New Age Savants Predict The Date Of Mayan’s Day Of Reckoning

Xul is also in what was the heartland for the ancient Mayan, whom some new savants credit with predicting a day of reckoning date: the winter solstice of 2012.

Scholars agree, though, that the Mayan believed nothing of the sort. The date is the final one in their so called Long Count calendar, the end of a historical cycle of 5,125 years.

In Mayan, the name of this village, Xul, means ‘the end.’ A long time ago, it was just the end of the road. Those who tell tall tales say the strangers who settled here four years ago came to await the end of the world.

This place is just kilometers from where the world nearly ended last time, when the Chicxulub asteroid fell 65 million years ago, a disaster that scientists theorize was the cause of the extinction of the dinosaurs.

Only this much is known that the pioneers are Italian, they raise cattle, produce cheese and tend fruit trees on a hundred hectare ranch.

Why the newcomers came here and what they believe has fed apocalyptic speculation across this patch of the Yucatan peninsula.

“We know all the gossip here, but about this we know nothing,” said the Reverend Yvan Gonzales, a Roman Catholic priest. “It is a secret group. People say they are here because the world will end.”

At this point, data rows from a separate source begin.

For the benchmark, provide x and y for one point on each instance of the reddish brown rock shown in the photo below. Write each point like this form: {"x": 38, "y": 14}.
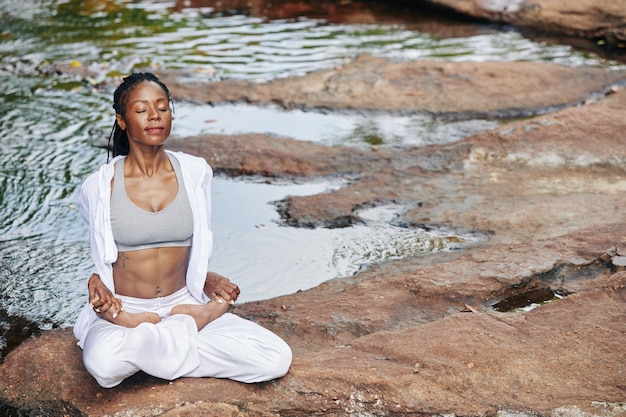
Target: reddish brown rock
{"x": 461, "y": 89}
{"x": 584, "y": 18}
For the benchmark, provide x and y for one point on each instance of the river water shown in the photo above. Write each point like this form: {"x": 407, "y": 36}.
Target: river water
{"x": 50, "y": 122}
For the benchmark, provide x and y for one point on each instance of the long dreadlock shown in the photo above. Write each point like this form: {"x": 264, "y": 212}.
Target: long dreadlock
{"x": 120, "y": 99}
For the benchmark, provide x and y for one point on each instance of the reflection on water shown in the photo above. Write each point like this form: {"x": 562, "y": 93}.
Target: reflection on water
{"x": 347, "y": 128}
{"x": 49, "y": 122}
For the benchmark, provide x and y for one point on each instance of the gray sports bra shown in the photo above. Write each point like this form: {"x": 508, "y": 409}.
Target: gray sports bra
{"x": 135, "y": 228}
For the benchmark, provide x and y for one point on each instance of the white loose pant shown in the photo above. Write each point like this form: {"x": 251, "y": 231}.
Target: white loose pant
{"x": 228, "y": 347}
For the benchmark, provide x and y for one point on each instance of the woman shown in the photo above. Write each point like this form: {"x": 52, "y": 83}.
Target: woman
{"x": 153, "y": 306}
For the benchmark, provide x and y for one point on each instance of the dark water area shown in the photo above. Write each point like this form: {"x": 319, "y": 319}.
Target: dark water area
{"x": 50, "y": 122}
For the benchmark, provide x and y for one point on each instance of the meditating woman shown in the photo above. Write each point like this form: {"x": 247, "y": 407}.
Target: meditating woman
{"x": 153, "y": 306}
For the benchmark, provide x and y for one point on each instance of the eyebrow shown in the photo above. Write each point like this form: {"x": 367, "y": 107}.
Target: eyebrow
{"x": 146, "y": 101}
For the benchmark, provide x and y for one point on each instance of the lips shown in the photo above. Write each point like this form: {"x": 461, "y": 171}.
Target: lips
{"x": 155, "y": 129}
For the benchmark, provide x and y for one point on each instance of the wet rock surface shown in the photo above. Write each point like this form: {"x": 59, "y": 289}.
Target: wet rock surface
{"x": 429, "y": 335}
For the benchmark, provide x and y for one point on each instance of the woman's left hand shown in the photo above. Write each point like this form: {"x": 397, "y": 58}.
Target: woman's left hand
{"x": 220, "y": 288}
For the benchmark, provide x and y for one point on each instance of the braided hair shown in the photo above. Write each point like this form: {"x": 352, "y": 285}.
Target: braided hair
{"x": 120, "y": 99}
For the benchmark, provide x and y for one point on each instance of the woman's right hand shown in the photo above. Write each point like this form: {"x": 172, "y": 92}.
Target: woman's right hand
{"x": 101, "y": 298}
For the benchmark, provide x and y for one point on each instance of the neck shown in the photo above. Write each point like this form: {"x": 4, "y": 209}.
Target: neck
{"x": 147, "y": 163}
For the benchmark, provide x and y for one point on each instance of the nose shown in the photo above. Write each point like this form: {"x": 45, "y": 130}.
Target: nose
{"x": 154, "y": 114}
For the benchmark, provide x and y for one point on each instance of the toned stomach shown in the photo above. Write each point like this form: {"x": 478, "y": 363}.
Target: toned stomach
{"x": 151, "y": 273}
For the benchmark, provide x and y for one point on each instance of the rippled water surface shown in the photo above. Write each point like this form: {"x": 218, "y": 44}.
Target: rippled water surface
{"x": 49, "y": 122}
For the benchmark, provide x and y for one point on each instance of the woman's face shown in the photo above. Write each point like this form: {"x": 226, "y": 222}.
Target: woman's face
{"x": 148, "y": 117}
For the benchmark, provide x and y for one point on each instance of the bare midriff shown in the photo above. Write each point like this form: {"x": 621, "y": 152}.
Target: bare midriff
{"x": 151, "y": 273}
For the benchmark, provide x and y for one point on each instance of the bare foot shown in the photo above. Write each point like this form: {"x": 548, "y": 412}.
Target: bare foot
{"x": 131, "y": 319}
{"x": 203, "y": 314}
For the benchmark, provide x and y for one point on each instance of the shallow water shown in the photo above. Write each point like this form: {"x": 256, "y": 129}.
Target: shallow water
{"x": 50, "y": 122}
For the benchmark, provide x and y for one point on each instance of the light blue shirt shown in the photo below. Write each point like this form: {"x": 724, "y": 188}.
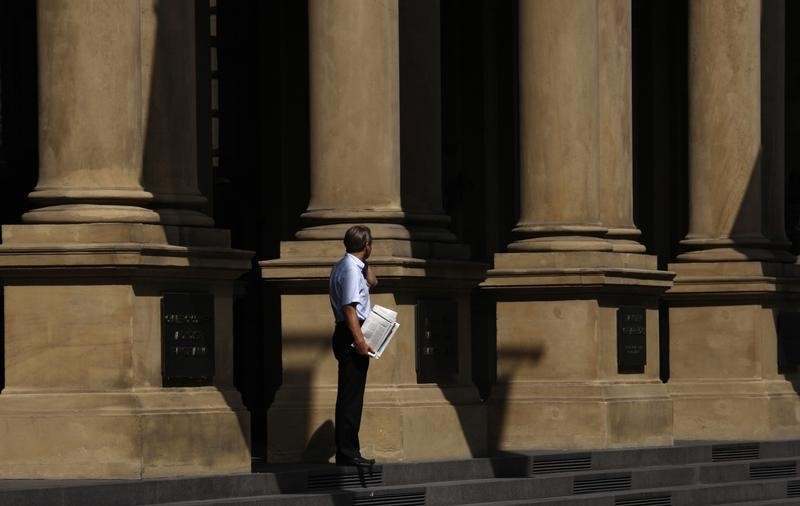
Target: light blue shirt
{"x": 347, "y": 286}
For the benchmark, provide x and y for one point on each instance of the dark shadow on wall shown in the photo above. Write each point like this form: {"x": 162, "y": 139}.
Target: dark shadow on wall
{"x": 19, "y": 148}
{"x": 660, "y": 127}
{"x": 792, "y": 183}
{"x": 261, "y": 184}
{"x": 660, "y": 136}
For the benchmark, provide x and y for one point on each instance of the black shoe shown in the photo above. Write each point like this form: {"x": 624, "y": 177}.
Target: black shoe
{"x": 355, "y": 461}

The Italians went about their business quietly at first. They hired the local villagers to clear the land, plant orange trees and start construction.

Then, last year, a newspaper in Merida decided it had a scoop. Front page articles declared that the Italians had come to Xul to guard against the end of the world in 2012.

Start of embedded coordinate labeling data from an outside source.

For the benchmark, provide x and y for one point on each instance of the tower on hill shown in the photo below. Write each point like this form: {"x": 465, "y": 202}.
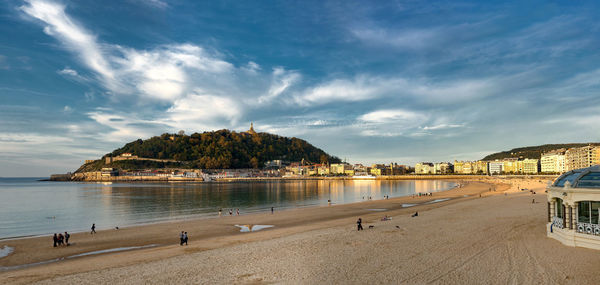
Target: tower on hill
{"x": 251, "y": 130}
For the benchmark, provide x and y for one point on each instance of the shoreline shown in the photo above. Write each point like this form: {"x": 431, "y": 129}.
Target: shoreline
{"x": 145, "y": 179}
{"x": 207, "y": 235}
{"x": 200, "y": 216}
{"x": 46, "y": 239}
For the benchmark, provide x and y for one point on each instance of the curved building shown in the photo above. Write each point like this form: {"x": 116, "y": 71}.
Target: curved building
{"x": 573, "y": 203}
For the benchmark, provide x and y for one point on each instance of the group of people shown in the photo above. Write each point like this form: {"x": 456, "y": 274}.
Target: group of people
{"x": 237, "y": 212}
{"x": 61, "y": 240}
{"x": 183, "y": 238}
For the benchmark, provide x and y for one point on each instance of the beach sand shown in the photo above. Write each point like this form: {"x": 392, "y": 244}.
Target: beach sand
{"x": 495, "y": 239}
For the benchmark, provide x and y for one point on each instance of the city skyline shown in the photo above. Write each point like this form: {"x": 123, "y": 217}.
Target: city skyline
{"x": 387, "y": 82}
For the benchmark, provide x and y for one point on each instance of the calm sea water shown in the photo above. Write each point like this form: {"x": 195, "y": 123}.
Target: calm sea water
{"x": 30, "y": 207}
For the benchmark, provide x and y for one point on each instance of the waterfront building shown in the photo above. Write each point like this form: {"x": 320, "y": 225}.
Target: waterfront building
{"x": 480, "y": 167}
{"x": 530, "y": 166}
{"x": 379, "y": 170}
{"x": 323, "y": 170}
{"x": 511, "y": 166}
{"x": 553, "y": 162}
{"x": 581, "y": 157}
{"x": 424, "y": 168}
{"x": 495, "y": 167}
{"x": 573, "y": 208}
{"x": 339, "y": 168}
{"x": 458, "y": 166}
{"x": 442, "y": 168}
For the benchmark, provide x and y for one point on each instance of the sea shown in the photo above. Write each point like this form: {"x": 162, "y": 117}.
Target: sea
{"x": 30, "y": 207}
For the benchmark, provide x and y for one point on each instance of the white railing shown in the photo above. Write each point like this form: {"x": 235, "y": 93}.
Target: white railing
{"x": 587, "y": 228}
{"x": 557, "y": 222}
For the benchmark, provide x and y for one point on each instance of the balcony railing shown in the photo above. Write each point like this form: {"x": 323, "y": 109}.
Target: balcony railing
{"x": 557, "y": 222}
{"x": 587, "y": 228}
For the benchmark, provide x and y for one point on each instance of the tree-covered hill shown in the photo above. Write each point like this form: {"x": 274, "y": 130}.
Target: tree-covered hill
{"x": 533, "y": 151}
{"x": 217, "y": 150}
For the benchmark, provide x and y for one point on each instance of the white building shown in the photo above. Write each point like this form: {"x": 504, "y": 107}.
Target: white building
{"x": 553, "y": 162}
{"x": 495, "y": 167}
{"x": 424, "y": 168}
{"x": 573, "y": 208}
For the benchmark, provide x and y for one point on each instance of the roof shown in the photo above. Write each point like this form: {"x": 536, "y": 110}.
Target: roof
{"x": 580, "y": 178}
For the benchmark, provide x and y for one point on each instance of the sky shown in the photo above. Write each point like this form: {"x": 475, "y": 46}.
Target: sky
{"x": 367, "y": 81}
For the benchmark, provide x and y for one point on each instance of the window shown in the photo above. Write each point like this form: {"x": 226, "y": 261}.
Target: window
{"x": 594, "y": 212}
{"x": 559, "y": 209}
{"x": 568, "y": 177}
{"x": 590, "y": 180}
{"x": 588, "y": 212}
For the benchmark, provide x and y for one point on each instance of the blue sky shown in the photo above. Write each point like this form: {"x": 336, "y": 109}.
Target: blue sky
{"x": 370, "y": 81}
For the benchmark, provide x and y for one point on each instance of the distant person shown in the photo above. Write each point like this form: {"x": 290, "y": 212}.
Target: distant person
{"x": 67, "y": 236}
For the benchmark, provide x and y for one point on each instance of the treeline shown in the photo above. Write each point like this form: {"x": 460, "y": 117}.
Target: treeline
{"x": 225, "y": 149}
{"x": 533, "y": 151}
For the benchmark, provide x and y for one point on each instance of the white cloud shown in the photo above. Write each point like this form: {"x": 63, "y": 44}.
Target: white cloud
{"x": 409, "y": 39}
{"x": 160, "y": 73}
{"x": 70, "y": 33}
{"x": 200, "y": 111}
{"x": 360, "y": 89}
{"x": 68, "y": 71}
{"x": 443, "y": 126}
{"x": 252, "y": 67}
{"x": 281, "y": 81}
{"x": 394, "y": 115}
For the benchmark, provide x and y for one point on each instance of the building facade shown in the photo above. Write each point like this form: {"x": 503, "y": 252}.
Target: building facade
{"x": 573, "y": 208}
{"x": 424, "y": 168}
{"x": 553, "y": 162}
{"x": 582, "y": 157}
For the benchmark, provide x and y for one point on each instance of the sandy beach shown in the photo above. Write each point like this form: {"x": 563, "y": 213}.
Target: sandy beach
{"x": 497, "y": 238}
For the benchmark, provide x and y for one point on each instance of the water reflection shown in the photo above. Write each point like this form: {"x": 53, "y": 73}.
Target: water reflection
{"x": 24, "y": 205}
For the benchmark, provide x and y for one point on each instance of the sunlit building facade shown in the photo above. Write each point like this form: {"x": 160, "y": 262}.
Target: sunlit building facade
{"x": 573, "y": 208}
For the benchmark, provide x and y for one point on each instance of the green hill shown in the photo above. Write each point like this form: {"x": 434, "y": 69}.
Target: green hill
{"x": 533, "y": 151}
{"x": 213, "y": 150}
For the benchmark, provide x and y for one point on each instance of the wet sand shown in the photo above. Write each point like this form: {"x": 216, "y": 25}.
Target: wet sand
{"x": 503, "y": 235}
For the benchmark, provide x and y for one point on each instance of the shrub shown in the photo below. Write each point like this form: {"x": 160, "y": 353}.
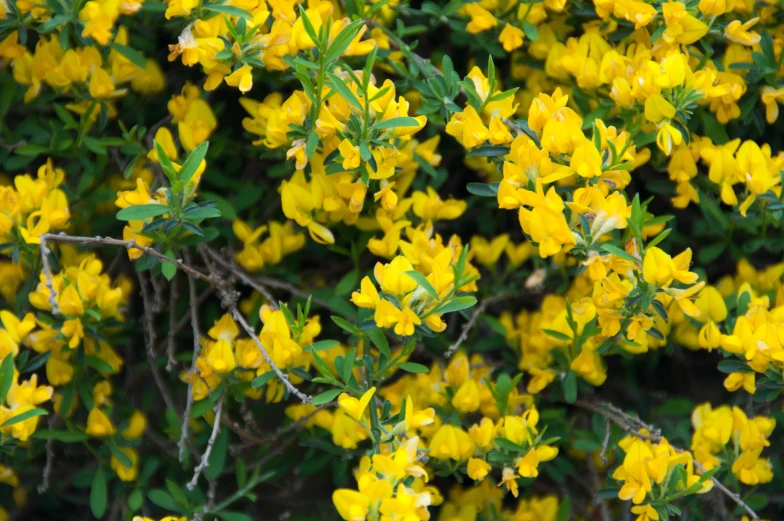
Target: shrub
{"x": 257, "y": 260}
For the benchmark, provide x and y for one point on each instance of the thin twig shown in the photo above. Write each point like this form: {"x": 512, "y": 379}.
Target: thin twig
{"x": 283, "y": 377}
{"x": 131, "y": 245}
{"x": 472, "y": 321}
{"x": 240, "y": 274}
{"x": 48, "y": 274}
{"x": 149, "y": 333}
{"x": 228, "y": 297}
{"x": 170, "y": 360}
{"x": 626, "y": 422}
{"x": 204, "y": 463}
{"x": 196, "y": 350}
{"x": 606, "y": 442}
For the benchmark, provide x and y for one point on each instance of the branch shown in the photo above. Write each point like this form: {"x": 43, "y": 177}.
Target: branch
{"x": 196, "y": 350}
{"x": 247, "y": 280}
{"x": 472, "y": 321}
{"x": 170, "y": 361}
{"x": 204, "y": 463}
{"x": 627, "y": 423}
{"x": 227, "y": 297}
{"x": 149, "y": 334}
{"x": 131, "y": 245}
{"x": 283, "y": 377}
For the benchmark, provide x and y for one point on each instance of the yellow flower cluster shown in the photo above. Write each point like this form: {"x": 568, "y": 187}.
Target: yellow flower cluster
{"x": 33, "y": 206}
{"x": 714, "y": 429}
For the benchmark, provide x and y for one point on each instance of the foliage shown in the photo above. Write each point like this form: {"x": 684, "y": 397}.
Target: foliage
{"x": 270, "y": 269}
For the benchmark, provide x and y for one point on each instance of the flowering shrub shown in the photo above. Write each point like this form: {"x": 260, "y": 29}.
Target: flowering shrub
{"x": 257, "y": 260}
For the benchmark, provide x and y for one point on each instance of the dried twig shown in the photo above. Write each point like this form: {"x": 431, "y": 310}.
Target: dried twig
{"x": 283, "y": 377}
{"x": 149, "y": 334}
{"x": 632, "y": 426}
{"x": 226, "y": 295}
{"x": 204, "y": 463}
{"x": 606, "y": 442}
{"x": 170, "y": 361}
{"x": 469, "y": 326}
{"x": 196, "y": 350}
{"x": 246, "y": 279}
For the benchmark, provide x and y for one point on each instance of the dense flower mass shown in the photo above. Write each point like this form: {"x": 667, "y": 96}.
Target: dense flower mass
{"x": 391, "y": 261}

The reporters interviewed workers who claimed that the houses were linked by underground tunnels and protected by walls intended to withstand natural disasters.

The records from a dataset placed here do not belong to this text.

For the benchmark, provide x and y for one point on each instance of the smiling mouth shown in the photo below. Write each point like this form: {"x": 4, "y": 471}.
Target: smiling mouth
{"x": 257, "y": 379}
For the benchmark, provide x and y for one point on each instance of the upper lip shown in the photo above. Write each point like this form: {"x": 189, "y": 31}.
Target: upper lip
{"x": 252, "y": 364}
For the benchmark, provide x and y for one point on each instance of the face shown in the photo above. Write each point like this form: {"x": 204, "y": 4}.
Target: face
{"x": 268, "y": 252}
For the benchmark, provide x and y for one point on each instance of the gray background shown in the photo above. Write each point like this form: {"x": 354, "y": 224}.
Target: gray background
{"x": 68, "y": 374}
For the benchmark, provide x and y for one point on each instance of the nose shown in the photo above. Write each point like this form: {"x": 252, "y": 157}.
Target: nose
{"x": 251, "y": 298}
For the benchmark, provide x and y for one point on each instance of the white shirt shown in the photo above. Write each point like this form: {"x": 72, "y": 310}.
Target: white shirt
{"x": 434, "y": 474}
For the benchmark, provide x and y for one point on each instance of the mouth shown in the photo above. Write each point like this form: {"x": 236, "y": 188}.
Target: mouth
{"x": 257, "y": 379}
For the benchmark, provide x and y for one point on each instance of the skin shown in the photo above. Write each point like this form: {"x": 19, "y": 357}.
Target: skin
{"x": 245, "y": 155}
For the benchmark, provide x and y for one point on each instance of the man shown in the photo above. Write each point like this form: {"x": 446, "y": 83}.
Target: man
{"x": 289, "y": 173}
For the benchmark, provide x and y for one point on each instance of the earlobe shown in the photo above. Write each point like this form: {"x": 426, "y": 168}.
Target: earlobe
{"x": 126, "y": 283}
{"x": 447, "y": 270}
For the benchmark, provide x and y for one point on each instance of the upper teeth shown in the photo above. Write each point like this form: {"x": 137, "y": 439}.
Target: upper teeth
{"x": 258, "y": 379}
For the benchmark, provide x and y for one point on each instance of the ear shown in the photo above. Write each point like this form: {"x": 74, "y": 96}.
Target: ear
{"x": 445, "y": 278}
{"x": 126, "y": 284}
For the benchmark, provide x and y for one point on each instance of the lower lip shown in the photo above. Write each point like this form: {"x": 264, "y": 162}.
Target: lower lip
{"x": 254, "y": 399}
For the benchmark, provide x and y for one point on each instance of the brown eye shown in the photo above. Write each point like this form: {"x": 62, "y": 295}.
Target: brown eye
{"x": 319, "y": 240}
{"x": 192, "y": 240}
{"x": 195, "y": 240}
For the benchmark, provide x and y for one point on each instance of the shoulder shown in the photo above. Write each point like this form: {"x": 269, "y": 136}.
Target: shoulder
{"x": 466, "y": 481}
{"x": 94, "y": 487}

The official response was electric. Soldiers looked for any evidence of drugs; immigration officials checked papers; welfare officials combed the grounds. Newspapers hired helicopters to fly overhead.

After last year’s attention the Italians locked their gates and plastered them with ‘private property’ signs, declaring the area as an ecological reserve.

One of the Italians refuse to talk as he drove out of the gate in June. Later he began to answer questions in fluent Spanish, giving his name as Juan Fearless.

The group came to Xul, he said because the land was cheap. The community is a retreat, he said made up mostly of retired people.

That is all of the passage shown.